Своего сына я родил поздно — в сорок. В роддоме мне сразу повесили ярлык: «старородящий». Тогда это задело, но сейчас я понимаю — в этом возрасте ты по-настоящему осознаёшь, что такое отец. Ты уже не мальчишка, а мужчина с жизненным опытом, твёрдыми принципами и ясным пониманием, чего хочешь. Миша стал для меня смыслом жизни, я полностью погрузился в его воспитание и, честно говоря, ни разу не пожалел.
Он рос тихим, рассудительным пареньком. В отличие от отпрысков моих друзей, не закатывал истерик, не требовал звёзд с неба. Все говорили: «Тебе повезло, у тебя золотой ребёнок». И, казалось бы, может ли что-то пойти не так?..
Но потом начался переходный возраст. В четырнадцать лет Миша изменился до неузнаваемости. Бесконечные претензии, бунт, агрессия на пустом месте. Друзья утешали: «Все через это проходят, перерастёт». Я терпел. Ждал. Но становилось только хуже.

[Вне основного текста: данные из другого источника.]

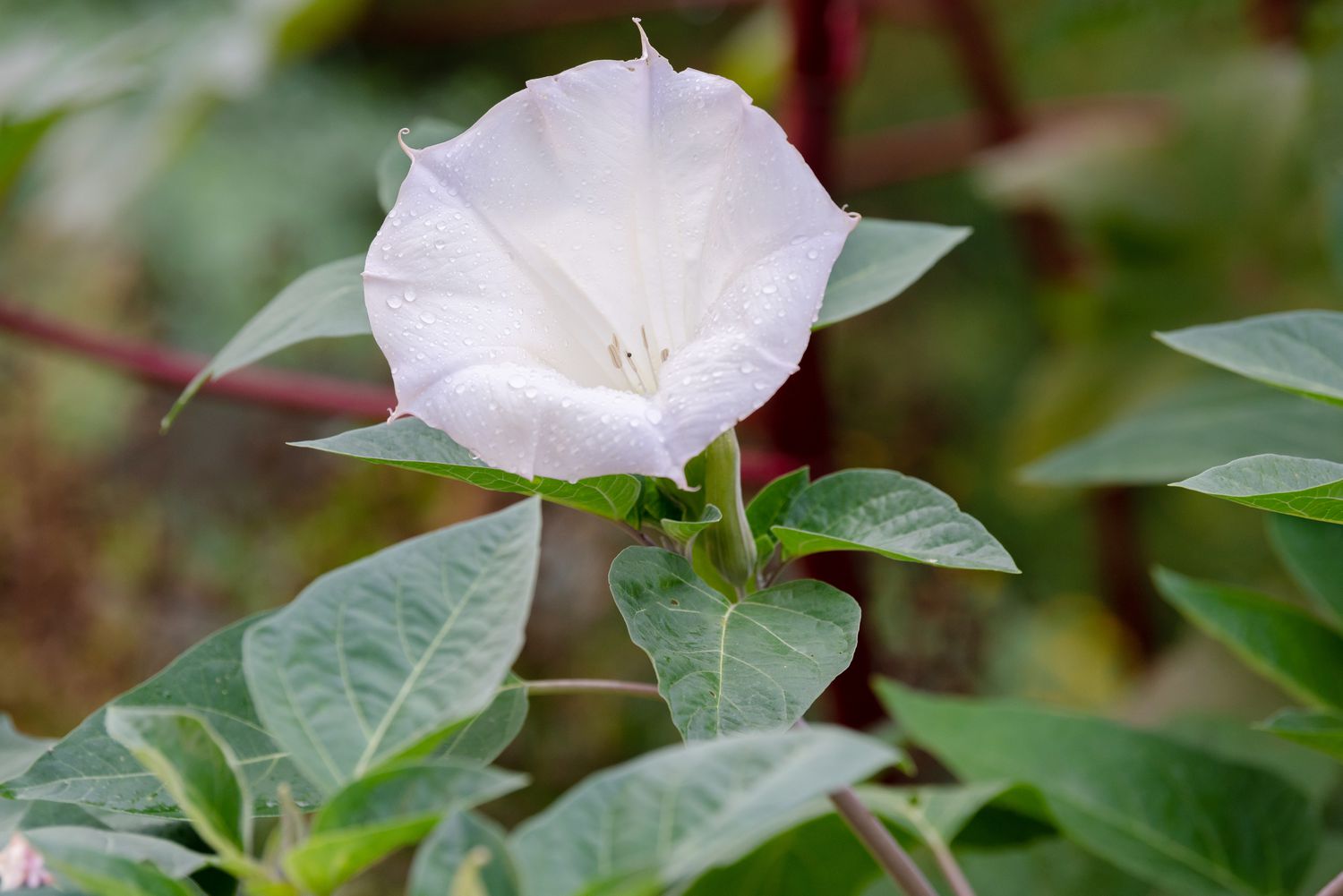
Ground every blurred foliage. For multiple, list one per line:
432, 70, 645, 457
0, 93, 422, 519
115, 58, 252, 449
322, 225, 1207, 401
0, 0, 1343, 892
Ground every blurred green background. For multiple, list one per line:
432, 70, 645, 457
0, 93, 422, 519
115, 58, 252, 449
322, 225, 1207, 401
0, 0, 1343, 843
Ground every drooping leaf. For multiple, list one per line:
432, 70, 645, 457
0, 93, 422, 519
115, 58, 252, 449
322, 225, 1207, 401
747, 466, 811, 539
510, 727, 896, 896
0, 712, 56, 781
3, 615, 319, 818
34, 843, 204, 896
434, 676, 528, 765
1021, 379, 1343, 486
878, 681, 1321, 896
407, 811, 521, 896
163, 255, 371, 429
688, 783, 1005, 896
1268, 513, 1343, 626
813, 218, 970, 329
610, 548, 861, 740
295, 418, 642, 521
105, 706, 252, 858
658, 504, 723, 542
375, 115, 462, 211
774, 470, 1020, 572
1262, 709, 1343, 762
284, 762, 526, 896
1152, 569, 1343, 708
1174, 454, 1343, 523
244, 501, 542, 792
1157, 311, 1343, 405
24, 824, 210, 877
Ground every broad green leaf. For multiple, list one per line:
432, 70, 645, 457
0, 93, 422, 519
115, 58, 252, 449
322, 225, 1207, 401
610, 548, 861, 740
107, 706, 252, 859
1157, 311, 1343, 405
510, 725, 897, 896
0, 712, 56, 781
0, 615, 319, 818
432, 676, 528, 765
42, 843, 204, 896
1021, 379, 1343, 486
878, 681, 1321, 896
295, 418, 642, 521
688, 784, 1010, 896
163, 255, 371, 429
284, 762, 526, 896
407, 811, 521, 896
1174, 454, 1343, 523
1268, 513, 1343, 625
24, 826, 211, 877
747, 466, 811, 540
658, 504, 723, 542
1262, 709, 1343, 762
813, 218, 970, 329
244, 501, 542, 792
1152, 569, 1343, 708
375, 115, 462, 211
951, 837, 1150, 896
774, 470, 1020, 572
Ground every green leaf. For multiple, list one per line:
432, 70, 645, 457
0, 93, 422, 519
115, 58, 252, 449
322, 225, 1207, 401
0, 615, 319, 818
284, 762, 526, 896
244, 501, 542, 792
813, 218, 970, 329
1152, 569, 1343, 708
163, 255, 372, 429
375, 115, 462, 211
774, 470, 1020, 572
407, 811, 521, 896
1021, 379, 1343, 486
658, 504, 723, 542
1262, 709, 1343, 762
1268, 513, 1343, 623
295, 418, 642, 521
0, 712, 56, 781
510, 725, 897, 896
107, 706, 252, 859
42, 843, 204, 896
1174, 454, 1343, 523
24, 824, 210, 877
432, 674, 528, 765
877, 681, 1321, 896
610, 548, 861, 740
1157, 311, 1343, 405
747, 466, 811, 542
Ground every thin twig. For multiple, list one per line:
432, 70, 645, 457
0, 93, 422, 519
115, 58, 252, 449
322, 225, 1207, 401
830, 787, 937, 896
1319, 872, 1343, 896
500, 678, 663, 700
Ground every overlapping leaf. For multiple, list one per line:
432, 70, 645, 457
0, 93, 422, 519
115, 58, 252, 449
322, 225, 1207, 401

К шестнадцати мой когда-то ласковый сын стал чужим. Он пропадал по ночам, прогуливал уроки, скатился на двойки. Я не спал ночами, не зная, как вернуть его, как достучаться. А впереди был выпускной — событие, к которому я так готовился. Купил себе строгий, но солидный костюм. Глядя в зеркало, думал: да, возраст уже не тот, но я всё ещё крепок. Хотелось с гордостью стоять рядом с сыном в этот важный день.

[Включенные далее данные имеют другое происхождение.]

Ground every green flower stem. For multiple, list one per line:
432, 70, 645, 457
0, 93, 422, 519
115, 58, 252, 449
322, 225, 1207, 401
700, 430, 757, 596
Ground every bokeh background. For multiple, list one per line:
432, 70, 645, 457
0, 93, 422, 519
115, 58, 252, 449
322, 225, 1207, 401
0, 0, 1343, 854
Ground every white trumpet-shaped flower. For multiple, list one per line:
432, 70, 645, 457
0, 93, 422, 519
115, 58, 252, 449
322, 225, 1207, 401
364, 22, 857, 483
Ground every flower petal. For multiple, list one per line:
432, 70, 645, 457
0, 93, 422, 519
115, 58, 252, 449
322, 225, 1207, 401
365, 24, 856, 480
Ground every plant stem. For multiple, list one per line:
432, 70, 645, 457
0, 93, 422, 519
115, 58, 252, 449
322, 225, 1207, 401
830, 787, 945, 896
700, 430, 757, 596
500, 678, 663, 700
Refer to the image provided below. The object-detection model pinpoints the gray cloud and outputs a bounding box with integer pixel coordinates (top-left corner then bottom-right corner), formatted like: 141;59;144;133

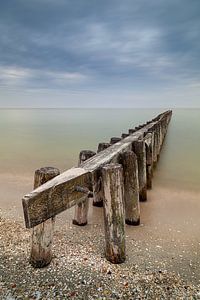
0;0;200;106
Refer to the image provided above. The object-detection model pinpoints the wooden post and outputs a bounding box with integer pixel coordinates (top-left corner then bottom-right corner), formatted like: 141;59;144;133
93;143;110;207
133;139;147;201
119;151;140;225
145;133;154;189
30;167;60;268
122;133;129;139
110;137;121;145
97;143;110;153
102;164;126;264
72;150;96;226
128;128;137;134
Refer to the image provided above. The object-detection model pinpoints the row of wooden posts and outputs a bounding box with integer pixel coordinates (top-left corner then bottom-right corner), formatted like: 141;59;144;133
23;111;172;267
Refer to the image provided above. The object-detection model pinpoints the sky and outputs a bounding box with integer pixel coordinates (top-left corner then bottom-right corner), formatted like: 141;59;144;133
0;0;200;108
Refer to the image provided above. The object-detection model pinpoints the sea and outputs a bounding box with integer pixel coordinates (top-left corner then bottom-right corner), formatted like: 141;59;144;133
0;108;200;216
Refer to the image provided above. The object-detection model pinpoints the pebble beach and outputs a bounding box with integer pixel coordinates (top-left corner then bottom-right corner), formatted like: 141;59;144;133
0;196;200;300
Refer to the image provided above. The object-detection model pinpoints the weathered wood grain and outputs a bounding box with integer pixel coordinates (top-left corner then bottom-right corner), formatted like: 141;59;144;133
119;151;140;225
72;150;96;226
133;138;147;201
22;111;171;228
93;143;111;207
102;164;126;264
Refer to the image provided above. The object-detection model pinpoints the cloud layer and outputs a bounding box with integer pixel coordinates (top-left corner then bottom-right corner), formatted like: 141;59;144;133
0;0;200;107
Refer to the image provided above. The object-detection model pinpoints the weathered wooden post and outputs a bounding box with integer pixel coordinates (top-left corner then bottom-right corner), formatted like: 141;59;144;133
93;143;111;207
151;124;158;167
145;132;154;189
121;133;129;139
128;128;137;134
110;137;121;145
119;151;140;225
72;150;96;226
97;143;110;153
133;139;147;201
102;164;126;264
110;137;121;145
30;167;60;268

Но когда Миша вернулся с репетиции вальса и увидел меня в этом костюме, сжал губы и… фыркнул.
— Это ты куда собрался? На пенсионерское собрание?
Я опешил:
— Как куда? На твой выпускной, естественно.
— Пап, ты выглядишь как дед в этом мешке. Не позорься. И меня не позорь. Лучше вообще не приходи.

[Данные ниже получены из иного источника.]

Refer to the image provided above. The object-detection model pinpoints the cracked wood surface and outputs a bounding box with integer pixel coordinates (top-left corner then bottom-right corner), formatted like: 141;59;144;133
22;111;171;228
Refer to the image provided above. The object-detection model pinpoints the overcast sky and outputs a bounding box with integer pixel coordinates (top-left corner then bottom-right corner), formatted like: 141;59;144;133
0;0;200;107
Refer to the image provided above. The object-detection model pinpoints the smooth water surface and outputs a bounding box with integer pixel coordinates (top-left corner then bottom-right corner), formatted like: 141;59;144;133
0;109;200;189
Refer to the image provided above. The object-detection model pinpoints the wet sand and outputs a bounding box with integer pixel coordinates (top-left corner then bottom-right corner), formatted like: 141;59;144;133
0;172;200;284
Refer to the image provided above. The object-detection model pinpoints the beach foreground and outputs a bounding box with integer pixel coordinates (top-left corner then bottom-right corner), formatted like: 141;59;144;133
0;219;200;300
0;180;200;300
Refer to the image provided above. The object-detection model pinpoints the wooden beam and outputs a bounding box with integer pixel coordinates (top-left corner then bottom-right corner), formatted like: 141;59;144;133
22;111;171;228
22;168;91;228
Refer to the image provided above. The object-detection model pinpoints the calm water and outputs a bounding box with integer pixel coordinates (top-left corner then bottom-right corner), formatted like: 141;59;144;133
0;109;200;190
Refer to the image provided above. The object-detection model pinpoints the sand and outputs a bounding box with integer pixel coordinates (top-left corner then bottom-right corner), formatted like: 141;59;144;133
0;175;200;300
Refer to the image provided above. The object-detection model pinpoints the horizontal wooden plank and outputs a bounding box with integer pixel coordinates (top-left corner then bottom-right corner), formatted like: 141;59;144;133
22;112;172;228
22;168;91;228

Сперва я не понял. Потом просто опустился на стул. Комната поплыла перед глазами. В висках стучало, в груди — ком из гнева и обиды. С трудом выдавил:
— Тебе… стыдно за меня?..
— Да нет, просто… ну, ты слишком… старый. Все отцы будут моложе, а ты…
— Я всё для тебя! Я тебя родил, когда другие в моём возрасте уже внуков нянчат! — вырвалось у меня.
Он отвернулся, пожал плечами и ушёл в свою комнату. А я остался сидеть. По щекам текли слёзы, а в голове крутилось: все эти годы, все усилия — напрасны? Бессонные ночи, переживания, забота — ничего не значат, если в его глазах ты — «позор».
Выпускной прошёл без меня. Я сидел дома, слушал, как за окном стрекочут кузнечики, и гладил тот самый костюм, который он назвал «дедовским». Было горько. Но даже сейчас, если мой сын придёт ко мне с бедой, с разбитым сердцем, с раной на душе — я снова обниму его. Потому что я его отец. Даже если ему сейчас этого стыдно.